Thomas K. Carpenter is a full time contemporary fantasy author with over 50 independently published titles. His bestselling, multi-series universe, The Hundred Halls, has over 25 books and counting. His stories focus on fantastic families, magical academies, and epic adventures.

  • In Microvision’s presentation, it mentions 40% field of view accomplished as of 2008. Did Ben give a reason for only displaying one with a 25% fov?

  • Thanks for the update Tom. I’m slightly disappointed by the progress made I must say but I do tend to be overly optimistic.

    I’ve always wondered why a TOLED (transparent OLED) cannot be used for HMD glasses. Its a fairly new technology but its been knocking around for a few years. Heres a recent video from a Samsung concept : http://www.youtube.com/watch?v=8G3wWmtkN88

    OLED are definitely bright enough, and we know they can be made small AND can be curved into non-flat surfaces. I really can’t think why they cannot be used…probably patentspolitics or money issues…pity 🙁

  • @Johnnyblago – to be honest, I’m not sure what the actual fov will be for their final product. The little hand-held monocle might have had a larger fov, but I was guessing. Since their current one is for military and they don’t have a commercial one yet, who knows what it’ll be.

    I do hope for 40deg fov because that would give a lot more functionality.

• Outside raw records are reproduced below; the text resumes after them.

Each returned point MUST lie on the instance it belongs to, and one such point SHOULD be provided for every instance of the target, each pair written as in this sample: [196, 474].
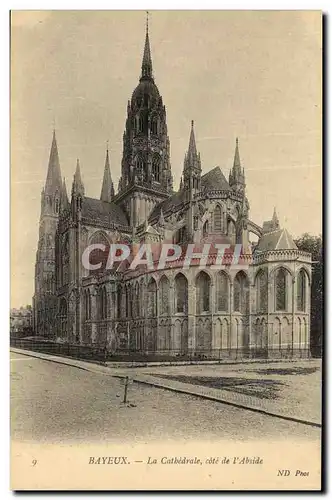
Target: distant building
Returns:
[262, 309]
[21, 320]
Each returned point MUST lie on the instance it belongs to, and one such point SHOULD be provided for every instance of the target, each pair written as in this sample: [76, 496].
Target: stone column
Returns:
[231, 328]
[212, 307]
[252, 291]
[94, 315]
[191, 317]
[293, 288]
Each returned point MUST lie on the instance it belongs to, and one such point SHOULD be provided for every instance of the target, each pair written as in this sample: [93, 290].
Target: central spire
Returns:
[107, 189]
[53, 179]
[147, 61]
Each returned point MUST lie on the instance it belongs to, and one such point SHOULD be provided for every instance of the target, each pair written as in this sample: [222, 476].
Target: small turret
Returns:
[107, 190]
[236, 175]
[78, 186]
[64, 203]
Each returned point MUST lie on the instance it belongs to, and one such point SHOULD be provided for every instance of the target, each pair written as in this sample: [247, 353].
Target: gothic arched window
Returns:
[217, 218]
[99, 256]
[280, 290]
[64, 269]
[202, 293]
[140, 123]
[102, 303]
[181, 294]
[261, 291]
[154, 126]
[136, 301]
[222, 291]
[301, 290]
[206, 228]
[164, 295]
[241, 293]
[152, 298]
[156, 168]
[180, 235]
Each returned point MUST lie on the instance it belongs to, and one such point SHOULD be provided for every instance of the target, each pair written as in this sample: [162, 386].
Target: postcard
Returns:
[166, 250]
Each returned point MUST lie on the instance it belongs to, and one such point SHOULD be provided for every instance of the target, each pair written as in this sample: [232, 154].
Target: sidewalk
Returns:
[291, 397]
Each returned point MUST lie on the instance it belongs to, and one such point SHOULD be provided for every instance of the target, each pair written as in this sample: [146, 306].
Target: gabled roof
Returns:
[106, 212]
[276, 240]
[214, 180]
[176, 200]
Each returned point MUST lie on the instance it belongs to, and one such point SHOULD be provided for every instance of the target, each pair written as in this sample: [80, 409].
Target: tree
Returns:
[314, 245]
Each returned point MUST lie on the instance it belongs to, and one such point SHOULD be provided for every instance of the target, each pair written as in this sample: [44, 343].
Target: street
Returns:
[54, 403]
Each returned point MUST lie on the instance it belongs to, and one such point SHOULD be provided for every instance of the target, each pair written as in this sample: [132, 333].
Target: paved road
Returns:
[51, 402]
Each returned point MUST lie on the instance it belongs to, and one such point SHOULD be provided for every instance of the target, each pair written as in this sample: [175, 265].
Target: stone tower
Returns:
[146, 177]
[44, 299]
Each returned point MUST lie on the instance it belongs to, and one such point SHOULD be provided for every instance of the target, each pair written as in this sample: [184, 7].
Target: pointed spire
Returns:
[192, 151]
[275, 220]
[147, 61]
[192, 162]
[237, 161]
[236, 174]
[107, 190]
[77, 187]
[64, 203]
[161, 218]
[53, 179]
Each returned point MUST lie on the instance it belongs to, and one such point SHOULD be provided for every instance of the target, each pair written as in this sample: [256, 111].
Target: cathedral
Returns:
[257, 308]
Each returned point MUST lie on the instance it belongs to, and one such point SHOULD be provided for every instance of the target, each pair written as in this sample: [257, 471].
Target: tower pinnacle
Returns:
[77, 187]
[147, 61]
[53, 179]
[107, 189]
[236, 175]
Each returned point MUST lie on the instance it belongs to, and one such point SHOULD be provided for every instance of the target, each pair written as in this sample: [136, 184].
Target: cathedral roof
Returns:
[211, 181]
[276, 240]
[103, 211]
[214, 180]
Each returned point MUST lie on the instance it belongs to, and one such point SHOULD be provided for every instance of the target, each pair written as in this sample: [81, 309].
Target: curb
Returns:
[105, 370]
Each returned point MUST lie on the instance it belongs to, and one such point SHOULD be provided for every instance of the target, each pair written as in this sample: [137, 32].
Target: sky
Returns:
[255, 75]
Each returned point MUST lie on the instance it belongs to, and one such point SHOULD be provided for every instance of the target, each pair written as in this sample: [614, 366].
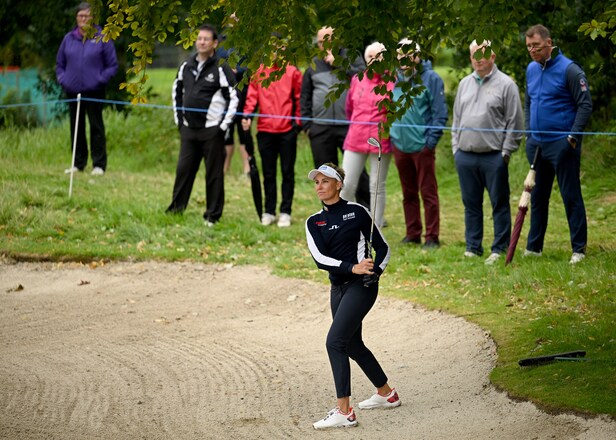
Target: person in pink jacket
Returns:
[364, 115]
[277, 130]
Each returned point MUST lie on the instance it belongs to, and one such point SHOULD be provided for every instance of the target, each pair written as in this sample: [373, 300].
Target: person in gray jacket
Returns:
[414, 140]
[327, 125]
[488, 125]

    @David – I hadn’t seen that before, but that’s a good find. I’ll have to send them both an email to ask if that’s possible for glasses. Might be power problems for making into glasses.

  • excellent article, thanks!
    I had the opportunity to try out Lumus’ PD18 http://www.lumus-optical.com/index.php?option=com_content&task=view&id=10&Itemid=16, and was fairly unimpressed. Even though it was a dark room, the image was very faint.

    Moreover, I think that for HMD to really be practical for (general use) AR, they’ll have to incorporate pupil tracking mechanism, so they’ll know what you are looking at, otherwise the view would be too cluttered. This is yet another hurdle ahead …

  • There was a pupil tracking demonstration at ISMAR that worked pretty well. I didn’t take any notes about it, but got to try it out. A little strange to have the cursor stuck to your sight, but it worked.

  • Hey Tom,

    Nice summary. did you try out the VR920 (with CAM AR) at the Vuzix booth? I did, and though it is not optical see through, I could see it as a possibility for an industrial HMD. Because it is so thin, you can actually see quite a bit of the world above the glasses. And it sits nicely on the nose, it does not continuously fall down the bridge like the Wrap 310. And the image was quite large and very clear. Of course it looks geeky, but like you said in the Monday workshop, in a factory environment who cares what you look like.

    I’ll be summarizing my experience for my managers by the end of next week. Would you mind if I posted my conclusions here on your blog?

    Nice to have met you,


  • Hello Leon!

    Yeah, I did get a chance to try it. Was a nice pair of video glasses. Would be interesting to take a trip to watch movies, but its really isn’t usable for AR applications (or at least the type I would like to create), fashion aside.

    Go ahead and post away.

  • Nice summerys.
    Pretty disappointing we arnt further, but its good to see a few companys working on the problem.
    I too wondered why TOLED screens arnt used.
    I understand they could only “overlay” light, and not subtract (no blacks), but it would still be pretty usefull. (and you could always at a normal LCD back).

    Guess its down to focusing issues.

    The other question is if anyone is working on side-projection?
    Do we need lens at all? We have research going as far as contact lens….which is great…but wouldn’t projecting images from the sides be vastely easier? Have to stick out more then glass’s, of course. But I think the non-lens aspex would make them more mass-consumer friendly if the technology could be done.